L’indépendance énergétique après la guerre en Iran
Les organisateurs affirment également que la guerre au Moyen-Orient, qui a freiné les exportations énergétiques du Golfe, a souligné l’urgence de mettre fin à la dépendance aux combustibles fossiles.
« Certains utilisent l’indépendance, d’autres la souveraineté, mais fondamentalement, ils ont besoin de sécurité énergétique », a déclaré à l’AFP l’envoyée britannique pour le climat, Rachel Kyte, à Santa Marta.
« De plus en plus, le monde conclut que les combustibles fossiles sont une source d’instabilité. »
Même si des investissements record sont consacrés aux énergies renouvelables, les scientifiques préviennent que le rythme reste trop lent pour maintenir la hausse de la température mondiale à des niveaux plus sûrs.
Le monde s’est déjà réchauffé d’environ 1,4°C par rapport aux niveaux préindustriels et est sur le point de dépasser les 1,5°C d’ici quelques années.
Le président colombien Gustavo Petro a averti que « la forêt amazonienne est en train de brûler », ajoutant que « sans elle, nous atteignons un point de non-retour ».

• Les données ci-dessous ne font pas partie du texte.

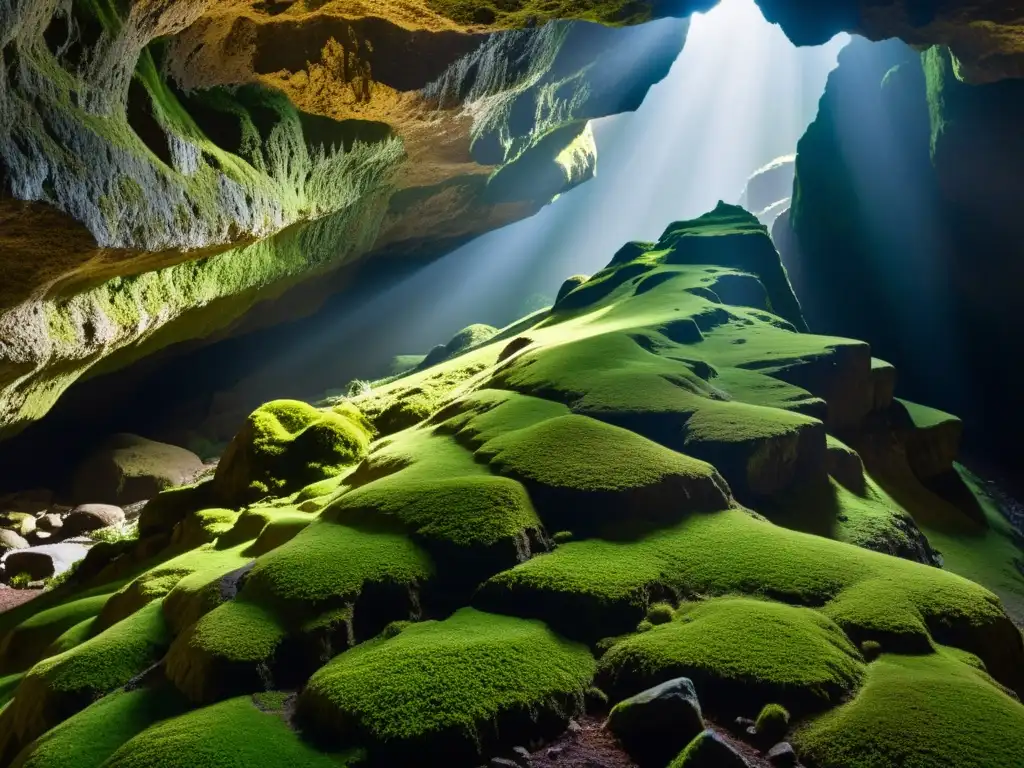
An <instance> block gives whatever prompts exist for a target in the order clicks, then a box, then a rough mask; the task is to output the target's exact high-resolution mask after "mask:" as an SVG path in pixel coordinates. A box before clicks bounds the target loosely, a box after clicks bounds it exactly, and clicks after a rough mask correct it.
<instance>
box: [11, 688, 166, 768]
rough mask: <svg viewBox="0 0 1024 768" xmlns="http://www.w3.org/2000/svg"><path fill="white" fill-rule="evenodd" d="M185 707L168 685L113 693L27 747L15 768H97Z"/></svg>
mask: <svg viewBox="0 0 1024 768" xmlns="http://www.w3.org/2000/svg"><path fill="white" fill-rule="evenodd" d="M185 709H186V701H185V700H184V698H183V697H182V696H180V695H178V694H177V693H176V692H175V691H174V690H173V689H172V688H169V687H167V686H163V687H159V688H139V689H136V690H133V691H115V692H113V693H111V694H110V695H106V696H103V697H102V698H100V699H99V700H98V701H96V702H95V703H92V705H90V706H89V707H87V708H86V709H84V710H82V712H80V713H78V714H77V715H75V716H74V717H72V718H70V719H68V720H66V721H65V722H62V723H61V724H60V725H58V726H56V727H55V728H53V729H52V730H50V731H49V732H48V733H46V734H45V735H44V736H42V737H40V738H39V739H37V740H36V741H35V742H33V743H32V744H31V745H30V746H28V748H26V749H25V751H24V752H23V753H22V754H20V755H19V756H18V757H17V759H16V760H15V761H14V766H16V767H17V768H99V767H100V766H101V765H103V764H104V761H105V760H106V759H108V758H109V757H110V756H111V755H113V754H114V753H115V751H117V750H118V748H120V746H121V745H122V744H124V743H125V742H126V741H128V740H129V739H131V738H132V737H133V736H135V735H137V734H139V733H141V732H142V731H144V730H145V729H146V728H148V727H151V726H153V725H154V724H156V723H158V722H160V721H161V720H166V719H167V718H170V717H175V716H177V715H180V714H181V713H182V712H184V711H185Z"/></svg>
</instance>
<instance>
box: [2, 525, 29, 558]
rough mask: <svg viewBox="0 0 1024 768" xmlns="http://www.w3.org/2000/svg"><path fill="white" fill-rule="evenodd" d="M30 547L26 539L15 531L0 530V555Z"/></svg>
mask: <svg viewBox="0 0 1024 768" xmlns="http://www.w3.org/2000/svg"><path fill="white" fill-rule="evenodd" d="M28 546H29V543H28V542H27V541H25V538H24V537H22V536H19V535H18V534H15V532H14V531H13V530H7V529H6V528H0V555H2V554H4V553H5V552H10V551H11V550H15V549H25V548H26V547H28Z"/></svg>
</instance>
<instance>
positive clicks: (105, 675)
mask: <svg viewBox="0 0 1024 768" xmlns="http://www.w3.org/2000/svg"><path fill="white" fill-rule="evenodd" d="M169 641H170V637H169V634H168V629H167V624H166V622H165V621H164V616H163V612H162V610H161V605H160V603H159V602H154V603H151V604H150V605H147V606H146V607H144V608H142V609H141V610H139V611H138V612H136V613H134V614H132V615H131V616H129V617H128V618H125V620H124V621H123V622H120V623H119V624H116V625H114V626H113V627H111V628H110V629H108V630H105V631H104V632H102V633H100V634H98V635H96V636H95V637H92V638H90V639H89V640H86V641H85V642H83V643H81V644H79V645H77V646H75V647H74V648H72V649H71V650H68V651H65V652H63V653H60V654H58V655H55V656H51V657H49V658H46V659H44V660H42V662H40V663H39V664H37V665H36V666H35V667H33V668H32V669H31V670H30V671H29V672H28V673H27V674H26V676H25V677H24V678H23V680H22V683H20V685H18V687H17V690H16V691H15V692H14V698H13V700H12V701H11V702H10V705H9V706H8V707H7V708H6V709H5V710H4V711H3V714H2V715H0V754H4V755H7V756H9V757H13V755H16V754H17V752H18V751H19V750H20V749H22V748H24V746H25V745H26V744H28V743H29V742H30V741H32V740H33V739H35V738H36V737H38V736H40V735H42V734H43V733H45V732H46V731H47V730H49V729H50V728H52V727H53V726H55V725H57V724H58V723H60V722H62V721H63V720H67V719H68V718H69V717H71V716H72V715H74V714H75V713H77V712H79V711H81V710H82V709H84V708H85V707H86V706H88V705H89V703H90V702H91V701H93V700H94V699H95V698H98V697H99V696H102V695H105V694H106V693H110V692H111V691H112V690H114V689H115V688H117V687H119V686H123V685H125V684H126V683H127V682H128V681H129V680H131V679H132V678H133V677H135V676H136V675H138V674H139V673H141V672H143V671H145V670H146V669H147V668H148V667H151V666H152V665H153V664H155V663H156V662H157V660H159V658H160V657H161V656H162V655H163V653H164V650H165V649H166V648H167V645H168V643H169Z"/></svg>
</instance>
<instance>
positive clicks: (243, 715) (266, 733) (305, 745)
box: [103, 696, 357, 768]
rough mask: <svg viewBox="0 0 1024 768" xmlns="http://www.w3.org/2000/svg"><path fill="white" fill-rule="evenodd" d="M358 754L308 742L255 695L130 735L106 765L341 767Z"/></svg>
mask: <svg viewBox="0 0 1024 768" xmlns="http://www.w3.org/2000/svg"><path fill="white" fill-rule="evenodd" d="M356 757H357V755H356V754H355V753H352V752H350V753H346V754H338V755H325V754H323V753H321V752H317V751H316V750H314V749H313V748H312V746H310V745H309V744H307V743H306V742H305V741H303V740H302V739H301V738H299V736H298V734H296V733H295V732H294V731H293V730H291V729H290V728H289V727H288V725H287V724H286V723H285V722H284V721H283V720H282V719H281V718H279V717H276V716H275V715H273V714H267V713H264V712H261V711H260V710H259V709H258V708H257V707H256V706H255V705H254V703H253V700H252V698H251V697H250V696H243V697H241V698H232V699H229V700H227V701H222V702H221V703H217V705H213V706H212V707H204V708H203V709H201V710H197V711H196V712H190V713H188V714H186V715H181V716H180V717H176V718H173V719H171V720H166V721H164V722H163V723H159V724H158V725H155V726H153V727H151V728H148V729H146V730H144V731H142V732H141V733H140V734H138V735H137V736H135V737H134V738H132V739H131V740H129V741H128V742H127V743H125V744H124V745H123V746H121V748H120V749H119V750H118V751H117V752H115V753H114V755H113V756H111V758H110V759H109V760H108V761H106V763H104V764H103V765H104V767H105V768H158V766H159V768H246V767H247V766H253V765H296V766H299V765H301V766H308V768H339V766H345V765H350V764H351V761H354V760H355V758H356Z"/></svg>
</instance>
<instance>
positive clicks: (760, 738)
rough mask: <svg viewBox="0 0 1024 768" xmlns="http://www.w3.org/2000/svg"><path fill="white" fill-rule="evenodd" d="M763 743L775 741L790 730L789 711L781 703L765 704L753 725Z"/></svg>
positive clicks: (770, 703) (780, 737)
mask: <svg viewBox="0 0 1024 768" xmlns="http://www.w3.org/2000/svg"><path fill="white" fill-rule="evenodd" d="M754 727H755V728H756V729H757V731H758V738H759V739H762V740H763V742H764V743H772V744H774V743H777V742H778V741H781V740H782V739H783V737H784V736H785V732H786V731H787V730H790V712H788V710H786V709H785V708H784V707H782V706H781V705H776V703H770V705H765V706H764V708H763V709H762V710H761V713H760V714H759V715H758V719H757V722H756V723H755V726H754Z"/></svg>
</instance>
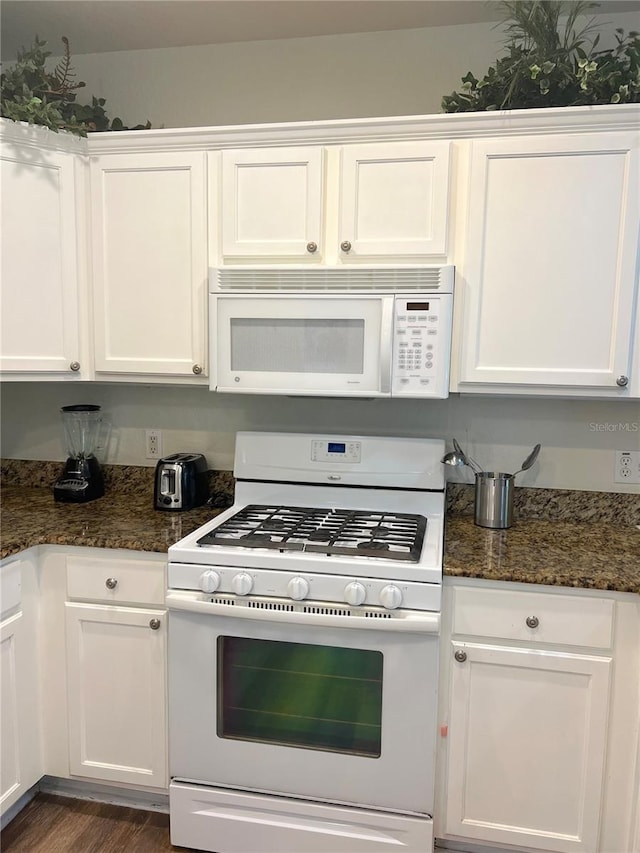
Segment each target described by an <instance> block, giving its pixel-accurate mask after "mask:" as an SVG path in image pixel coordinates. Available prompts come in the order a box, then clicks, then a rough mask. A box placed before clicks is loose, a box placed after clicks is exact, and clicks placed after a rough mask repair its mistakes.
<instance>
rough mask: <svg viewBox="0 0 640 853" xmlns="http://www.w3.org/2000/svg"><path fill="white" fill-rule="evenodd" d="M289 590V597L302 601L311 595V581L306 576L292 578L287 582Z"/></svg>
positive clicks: (288, 588)
mask: <svg viewBox="0 0 640 853" xmlns="http://www.w3.org/2000/svg"><path fill="white" fill-rule="evenodd" d="M287 592H288V593H289V598H293V600H294V601H302V599H303V598H306V597H307V596H308V595H309V581H308V580H305V578H291V580H290V581H289V583H288V584H287Z"/></svg>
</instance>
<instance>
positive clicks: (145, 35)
mask: <svg viewBox="0 0 640 853" xmlns="http://www.w3.org/2000/svg"><path fill="white" fill-rule="evenodd" d="M499 5H500V4H499V3H498V2H495V1H494V0H491V2H482V0H2V2H1V3H0V15H1V24H2V41H1V49H0V50H1V52H0V56H1V57H2V60H3V62H8V63H11V62H13V61H14V60H15V58H16V53H17V51H18V50H19V49H20V48H22V47H27V48H28V47H29V46H30V45H31V43H32V42H33V39H34V36H35V35H36V34H37V35H38V36H39V37H40V38H41V39H45V40H46V41H47V49H49V50H51V52H52V53H53V54H54V55H58V54H60V53H61V52H62V46H61V42H60V39H61V37H62V36H67V37H68V38H69V40H70V45H71V53H72V55H78V54H83V53H102V52H108V51H115V50H138V49H146V48H163V47H184V46H188V45H199V44H218V43H222V42H236V41H255V40H261V39H280V38H298V37H302V36H319V35H335V34H338V33H358V32H374V31H379V30H397V29H414V28H416V27H438V26H447V25H456V24H471V23H479V22H481V21H497V20H500V18H501V13H500V9H499ZM595 11H597V12H598V13H603V12H605V13H606V12H620V11H629V12H631V11H637V12H638V13H639V14H638V28H640V2H635V0H620V2H618V0H601V2H600V6H599V8H598V9H597V10H595Z"/></svg>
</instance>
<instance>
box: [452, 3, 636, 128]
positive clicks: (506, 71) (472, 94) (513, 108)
mask: <svg viewBox="0 0 640 853" xmlns="http://www.w3.org/2000/svg"><path fill="white" fill-rule="evenodd" d="M598 5H599V4H598V3H593V2H582V0H580V2H570V3H563V2H551V0H524V2H502V3H501V4H500V6H501V7H502V10H503V12H504V19H503V22H502V23H503V25H505V31H506V34H507V39H506V45H505V47H506V49H507V54H506V55H505V56H503V57H502V58H501V59H498V60H497V61H496V63H495V65H493V66H491V67H490V68H489V70H488V71H487V73H486V74H485V75H484V77H482V78H481V79H478V78H477V77H476V76H475V75H474V74H472V73H471V71H469V72H468V73H467V74H466V75H465V76H464V77H463V78H462V86H461V87H460V89H459V90H458V91H456V92H453V93H452V94H451V95H445V96H444V97H443V98H442V110H443V112H446V113H456V112H467V111H470V110H496V109H532V108H538V107H569V106H581V105H589V104H624V103H638V102H640V38H639V34H638V33H637V32H635V31H631V32H629V33H628V35H625V34H624V31H623V30H622V29H616V30H615V40H616V43H617V44H616V47H614V48H611V49H608V50H597V49H596V48H597V45H598V42H599V40H600V34H599V33H596V30H597V26H598V25H597V24H596V22H595V20H594V19H593V18H590V19H588V20H586V23H583V24H582V25H581V26H579V25H578V20H579V19H582V20H584V18H583V16H584V15H585V14H587V13H589V12H590V11H591V10H592V9H594V8H596V7H597V6H598ZM565 16H566V20H565V21H564V24H563V25H562V24H561V22H560V18H561V17H565Z"/></svg>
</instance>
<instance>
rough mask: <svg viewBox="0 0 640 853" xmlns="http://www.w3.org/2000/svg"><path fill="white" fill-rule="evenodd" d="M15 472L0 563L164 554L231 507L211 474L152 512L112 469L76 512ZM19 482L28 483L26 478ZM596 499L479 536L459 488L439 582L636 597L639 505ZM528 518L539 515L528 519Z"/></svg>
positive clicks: (40, 466)
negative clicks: (92, 553) (600, 505)
mask: <svg viewBox="0 0 640 853" xmlns="http://www.w3.org/2000/svg"><path fill="white" fill-rule="evenodd" d="M25 464H26V463H13V462H10V463H8V464H5V466H4V469H3V473H4V477H3V480H4V483H5V485H4V487H3V489H2V531H1V540H0V558H3V559H4V558H5V557H8V556H11V555H13V554H17V553H19V552H20V551H23V550H25V549H27V548H30V547H32V546H34V545H81V546H86V547H95V548H125V549H131V550H135V551H153V552H159V553H164V552H166V551H167V549H168V547H169V546H170V545H172V544H173V543H174V542H177V541H178V540H179V539H181V538H182V537H184V536H186V535H187V534H189V533H191V532H192V531H193V530H195V529H196V528H197V527H200V525H202V524H205V523H206V522H207V521H208V520H209V519H211V518H213V517H214V516H216V515H218V514H219V513H220V512H221V511H222V509H223V508H224V507H225V506H229V505H230V504H231V502H232V495H233V478H232V475H231V474H230V473H229V472H211V477H212V480H211V484H212V487H211V492H212V495H213V496H214V498H213V502H214V503H215V506H204V507H200V508H198V509H193V510H190V511H187V512H161V511H157V510H154V509H153V481H152V469H127V468H126V466H122V467H118V466H113V468H112V469H111V470H109V471H108V477H107V478H106V479H107V480H108V489H107V494H106V495H105V497H103V498H100V499H99V500H96V501H91V502H90V503H86V504H63V503H56V502H55V501H54V500H53V494H52V491H51V488H50V486H49V483H51V481H52V478H51V471H49V470H47V466H49V465H51V463H46V462H45V463H40V465H39V469H38V470H39V471H40V472H41V474H42V481H41V482H39V483H38V485H37V486H35V487H34V486H32V485H26V484H25V482H24V480H23V481H22V483H20V482H16V479H15V470H16V469H17V470H19V471H20V472H21V474H22V472H23V471H24V470H25ZM57 467H59V465H58V466H57ZM57 467H56V466H54V471H55V470H57ZM29 476H30V477H31V480H30V482H33V477H34V472H33V470H31V471H29ZM54 478H55V477H54ZM527 493H533V497H532V494H527ZM543 493H544V494H543ZM598 494H599V493H592V495H593V497H592V498H588V495H589V493H573V496H572V497H571V498H570V499H571V500H573V501H574V502H577V503H578V507H577V509H579V512H577V513H576V512H574V511H568V509H567V507H568V506H569V500H570V499H567V501H564V500H562V501H560V502H559V501H558V500H556V498H561V497H563V496H562V493H560V492H558V493H553V494H552V493H551V490H532V489H528V490H522V496H521V498H520V500H521V501H522V502H524V501H526V502H528V508H526V507H525V505H524V503H523V505H522V507H521V509H520V512H519V514H518V515H517V517H516V520H515V521H514V523H513V525H512V527H510V528H509V529H508V530H488V529H486V528H482V527H477V526H476V525H475V524H474V523H473V517H472V516H470V515H468V514H465V512H468V503H469V493H468V490H467V491H465V490H458V491H455V492H454V493H453V494H452V495H449V498H450V500H449V514H448V515H447V525H446V532H445V558H444V574H445V575H446V576H451V577H467V578H482V579H485V580H497V581H517V582H521V583H532V584H547V585H555V586H564V587H581V588H586V589H601V590H617V591H620V592H634V593H639V594H640V530H639V529H638V527H637V526H636V525H637V523H638V521H640V515H639V513H638V510H639V509H640V498H639V497H638V496H631V495H630V496H616V497H617V498H618V500H617V501H616V500H612V496H610V495H609V496H607V495H604V496H603V497H602V498H600V499H599V498H598ZM585 496H586V497H585ZM587 500H588V504H589V506H590V507H591V508H592V509H593V508H594V507H597V505H598V503H599V501H600V502H601V503H602V506H603V507H606V509H600V510H598V511H597V512H596V511H594V512H592V513H591V516H589V515H588V514H587V515H586V517H587V518H589V521H587V522H585V521H582V520H578V518H584V517H585V512H584V502H585V501H587ZM550 501H551V503H552V504H553V510H552V511H551V510H550V509H549V506H548V504H549V502H550ZM542 504H544V506H543V509H541V506H542ZM556 504H559V508H558V506H556ZM612 505H613V507H614V511H612V510H611V506H612ZM456 510H461V512H458V511H456ZM536 514H538V515H540V514H543V515H546V516H547V517H543V518H540V517H537V518H536V517H531V516H535V515H536ZM612 515H614V516H615V518H613V517H612Z"/></svg>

Il a déclaré que les négociations de l’ONU sur le climat ont échoué, affirmant que « l’unité des États a échoué » et appelant à une action plus large au-delà des gouvernements.
Petro a également lié les conflits actuels à la dépendance énergétique, affirmant que « les guerres auxquelles nous assistons sont motivées par des stratégies géopolitiques désespérées autour des ressources fossiles ».
Réduire la dépendance aux combustibles fossiles, un défi
Sur la liste des participants figurent les principaux producteurs de combustibles fossiles, le Canada, la Norvège et l’Australie, ainsi que les géants pétroliers en développement que sont le Nigeria, l’Angola et le Brésil.
Ils rejoignent, entre autres, les marchés émergents dépendants du charbon, la Turquie et le Vietnam, ainsi que les petits pays insulaires extrêmement vulnérables aux chocs climatiques.
Mais les plus grands émetteurs de gaz à effet de serre au monde, notamment les États-Unis, la Chine et l’Inde, n’y participent pas, pas plus que les États du Golfe riches en pétrole.
La conférence ne devrait pas produire d’engagements contraignants mais un ensemble de propositions pour les pays souhaitant abandonner progressivement la production et la consommation de combustibles fossiles au profit de formes d’énergie plus propres.
Il s’agit d’un défi particulier pour les pays en développement fortement dépendants des revenus pétroliers et gaziers, comme la Colombie, pays hôte.
Mardi, la France a dévoilé une « feuille de route » sur les combustibles fossiles fixant des délais pour éliminer progressivement le charbon d’ici 2030, le pétrole d’ici 2045 et le gaz d’ici 2050 à des fins énergétiques.
Les nations discuteront de la manière de poursuivre ces plans, ainsi que de la réforme des subventions aux combustibles fossiles qui constituent des obstacles aux investissements dans les énergies renouvelables, entre autres questions.
Les organisateurs affirment que la conférence vise à créer une dynamique politique et à rassembler les pays désireux d’accélérer la transition en dehors du processus formel de l’ONU.
Il est également considéré comme un tremplin vers les prochaines négociations mondiales sur le climat, où le financement et les délais de réduction de l’utilisation des combustibles fossiles devraient rester des points clés du débat.